Two hours in, I discovered the training was actually four hours long. I was livid.
I couldn’t help myself. I turned to the young man who had just been hired in the same position who was going to be my reading group partner. He was ten years my junior and two degrees behind me — I had a master’s and he hadn’t even finished his bachelor’s yet.
“Can you believe they asked us to do an unpaid training?” I whispered to him. “I’ve never had a boss do that before. This is nuts.”
He looked at me as if I had a horn coming out of my head. “I’m on the clock. I would never come to work for any reason unless I was being paid. That’s bullshit. And illegal.”
I remember I stood up suddenly, my face burning. I was livid. They were paying him and not me?
I complained to my direct supervisor, but she didn’t seem to know anything about it. It was our boss who had called me in, after all, and apparently, he hadn’t talked to her about it. She told me to just go home and come back when my contract officially began — so I did.
But I never got paid for that time and to this day, I regret not threatening to file a grievance.
Sugar Daddy (2007–2014)
During most of the course of my relationship with my last partner, he made more than twice as much money as I did. Let me again emphasize that I had a master’s degree and nine years more experience in the workforce than he had. I was a teacher. He delivered and installed appliances. Both of our jobs were physically and mentally taxing and very stressful. He had never gone to college and that was only the third job he had ever had.
Nevertheless, over the course of our relationship, he made enough money to buy a flatscreen TV, a 3D printer, a new computer, a motorcycle, and a second car. (Yes, he had two cars.)
During that time, we split all our joint living expenses in half (he was actually not my sugar daddy), but I made so little, I had to file for a deferment with my student loan payments. I couldn’t afford anything but my share of the rent, food, and utilities.

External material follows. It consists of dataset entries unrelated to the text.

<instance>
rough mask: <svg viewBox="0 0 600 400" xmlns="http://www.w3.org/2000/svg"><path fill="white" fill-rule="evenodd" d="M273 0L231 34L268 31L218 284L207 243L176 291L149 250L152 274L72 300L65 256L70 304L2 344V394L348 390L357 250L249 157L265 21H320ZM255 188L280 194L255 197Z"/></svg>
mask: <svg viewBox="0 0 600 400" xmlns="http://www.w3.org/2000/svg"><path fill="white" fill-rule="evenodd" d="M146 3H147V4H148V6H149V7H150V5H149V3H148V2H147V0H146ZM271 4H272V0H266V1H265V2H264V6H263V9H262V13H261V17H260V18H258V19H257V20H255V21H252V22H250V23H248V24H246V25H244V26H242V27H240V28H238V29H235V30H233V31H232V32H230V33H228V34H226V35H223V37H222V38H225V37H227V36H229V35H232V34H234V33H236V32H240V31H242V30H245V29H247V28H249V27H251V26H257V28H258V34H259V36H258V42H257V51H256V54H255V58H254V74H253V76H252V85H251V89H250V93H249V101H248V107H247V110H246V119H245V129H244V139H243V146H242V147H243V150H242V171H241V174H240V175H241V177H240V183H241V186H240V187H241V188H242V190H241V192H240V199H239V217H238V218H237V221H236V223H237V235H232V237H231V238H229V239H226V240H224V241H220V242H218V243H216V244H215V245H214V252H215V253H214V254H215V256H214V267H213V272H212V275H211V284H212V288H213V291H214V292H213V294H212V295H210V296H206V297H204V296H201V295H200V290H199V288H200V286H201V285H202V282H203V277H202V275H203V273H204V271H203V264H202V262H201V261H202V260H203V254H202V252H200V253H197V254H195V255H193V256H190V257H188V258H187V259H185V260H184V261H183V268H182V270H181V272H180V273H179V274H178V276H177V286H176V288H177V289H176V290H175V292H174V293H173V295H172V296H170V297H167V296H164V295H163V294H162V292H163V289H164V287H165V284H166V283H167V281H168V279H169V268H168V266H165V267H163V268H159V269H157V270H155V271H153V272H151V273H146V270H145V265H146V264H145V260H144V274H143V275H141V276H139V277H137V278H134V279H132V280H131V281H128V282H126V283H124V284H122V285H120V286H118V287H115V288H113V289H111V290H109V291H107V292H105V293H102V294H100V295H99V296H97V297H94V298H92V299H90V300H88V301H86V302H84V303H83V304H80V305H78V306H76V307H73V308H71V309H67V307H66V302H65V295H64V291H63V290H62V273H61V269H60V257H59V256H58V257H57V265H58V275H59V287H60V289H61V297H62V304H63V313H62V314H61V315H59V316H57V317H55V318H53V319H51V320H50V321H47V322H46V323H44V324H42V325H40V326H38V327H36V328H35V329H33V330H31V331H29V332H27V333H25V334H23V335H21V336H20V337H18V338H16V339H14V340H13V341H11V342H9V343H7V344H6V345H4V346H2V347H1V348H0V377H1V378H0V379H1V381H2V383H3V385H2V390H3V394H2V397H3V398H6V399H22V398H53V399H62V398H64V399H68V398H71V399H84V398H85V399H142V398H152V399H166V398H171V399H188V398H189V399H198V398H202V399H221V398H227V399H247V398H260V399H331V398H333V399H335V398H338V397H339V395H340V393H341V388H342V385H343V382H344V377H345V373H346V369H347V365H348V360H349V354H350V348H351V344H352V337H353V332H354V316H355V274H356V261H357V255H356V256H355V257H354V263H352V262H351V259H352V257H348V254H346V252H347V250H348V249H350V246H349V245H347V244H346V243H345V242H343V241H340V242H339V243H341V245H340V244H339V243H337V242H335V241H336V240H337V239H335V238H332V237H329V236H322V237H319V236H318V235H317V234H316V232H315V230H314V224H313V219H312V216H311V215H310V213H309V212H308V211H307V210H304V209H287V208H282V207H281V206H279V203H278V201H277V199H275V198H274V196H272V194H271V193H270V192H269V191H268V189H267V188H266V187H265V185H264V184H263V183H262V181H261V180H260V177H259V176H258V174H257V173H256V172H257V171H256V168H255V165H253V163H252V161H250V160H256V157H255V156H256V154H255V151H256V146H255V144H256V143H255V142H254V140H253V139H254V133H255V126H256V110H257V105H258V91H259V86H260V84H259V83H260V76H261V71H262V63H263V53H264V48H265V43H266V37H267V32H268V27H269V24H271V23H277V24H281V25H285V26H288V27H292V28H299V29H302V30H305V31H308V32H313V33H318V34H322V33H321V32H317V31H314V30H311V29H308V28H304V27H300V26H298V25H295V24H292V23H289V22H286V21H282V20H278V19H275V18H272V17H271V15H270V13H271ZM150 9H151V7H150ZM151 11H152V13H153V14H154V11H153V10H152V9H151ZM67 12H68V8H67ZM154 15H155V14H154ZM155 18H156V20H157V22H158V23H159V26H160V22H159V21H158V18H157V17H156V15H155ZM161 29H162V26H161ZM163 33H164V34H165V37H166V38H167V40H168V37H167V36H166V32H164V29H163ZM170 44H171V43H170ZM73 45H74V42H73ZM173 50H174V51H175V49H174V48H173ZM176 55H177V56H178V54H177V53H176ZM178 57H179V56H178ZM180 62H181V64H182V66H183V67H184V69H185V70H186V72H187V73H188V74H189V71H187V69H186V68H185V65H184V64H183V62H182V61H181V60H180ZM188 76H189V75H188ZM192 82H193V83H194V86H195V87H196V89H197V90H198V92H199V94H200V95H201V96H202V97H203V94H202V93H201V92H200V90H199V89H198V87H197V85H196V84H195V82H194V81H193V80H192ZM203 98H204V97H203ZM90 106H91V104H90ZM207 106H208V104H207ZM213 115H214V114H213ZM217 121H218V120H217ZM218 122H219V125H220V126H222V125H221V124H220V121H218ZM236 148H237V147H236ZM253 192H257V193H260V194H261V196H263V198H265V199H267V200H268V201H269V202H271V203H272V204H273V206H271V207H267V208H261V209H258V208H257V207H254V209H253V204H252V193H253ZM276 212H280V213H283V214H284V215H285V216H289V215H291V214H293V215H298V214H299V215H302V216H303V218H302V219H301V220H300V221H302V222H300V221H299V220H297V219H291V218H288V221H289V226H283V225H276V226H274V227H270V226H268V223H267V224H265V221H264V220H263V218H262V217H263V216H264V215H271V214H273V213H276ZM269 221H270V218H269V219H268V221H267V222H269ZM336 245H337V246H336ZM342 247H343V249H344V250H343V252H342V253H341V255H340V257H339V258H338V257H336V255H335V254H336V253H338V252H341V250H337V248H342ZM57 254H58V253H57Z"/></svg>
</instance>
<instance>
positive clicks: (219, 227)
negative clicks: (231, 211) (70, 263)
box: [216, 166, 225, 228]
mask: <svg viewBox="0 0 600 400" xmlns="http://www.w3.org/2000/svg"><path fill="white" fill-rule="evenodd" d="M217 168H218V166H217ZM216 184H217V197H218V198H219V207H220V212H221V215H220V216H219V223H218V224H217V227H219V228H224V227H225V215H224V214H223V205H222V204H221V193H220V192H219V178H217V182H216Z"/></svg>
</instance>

An Unearned Step Up (2018)
During the last year at my former job, I was becoming severely burned out. It was a grueling job at a nonprofit and though I enjoyed it, I was beginning to see that I’d been pressed against the glass ceiling for a long time — and there was little chance of moving past it. I didn’t want to work in any other department and there was no position above mine except for the Executive Director.
I began the scary process of asking my boss, a woman five years my junior (yes, a woman), for more. I asked for a title that better reflected my seniority and expertise within the organization (from Coordinator to Manager) and asked for a $40,000 salary (up from $37,000, where I’d hovered for years). Again and again, she said no. It wasn’t in the budget and she didn’t want to create a new position title.
I quit in October 2018. I couldn’t go on at the same level for another four years.
A month later, she hired a 30-year-old man who had less than half my experience in that field and gave him the title Manager and a $40,000 salary.
I think it’s important to talk more openly about what the wage gap really looks like. I’m not sure it means much to people to hear that men typically make more than women. It becomes a meaningless concept that we learn to ignore.
But when you hear the stories and understand what’s going on — even today, in 2019 — it starts to make it real. When you understand how humiliating it feels to be overlooked and underappreciated… When you realize how maddening it is to watch men get promoted, earn better pay, and receive respect for no other reason than that they are male… It makes an impact that statistics just don’t make.
The wage gap is real and I’m here to say it is still going on right now. And yes, even women are perpetuating it.
So I don’t know if we shouldn’t be expected to go halfsies on a date (or anything else) in light of this information. In a way, I can see the logic of that stance.
But at the very least, we deserve better than this.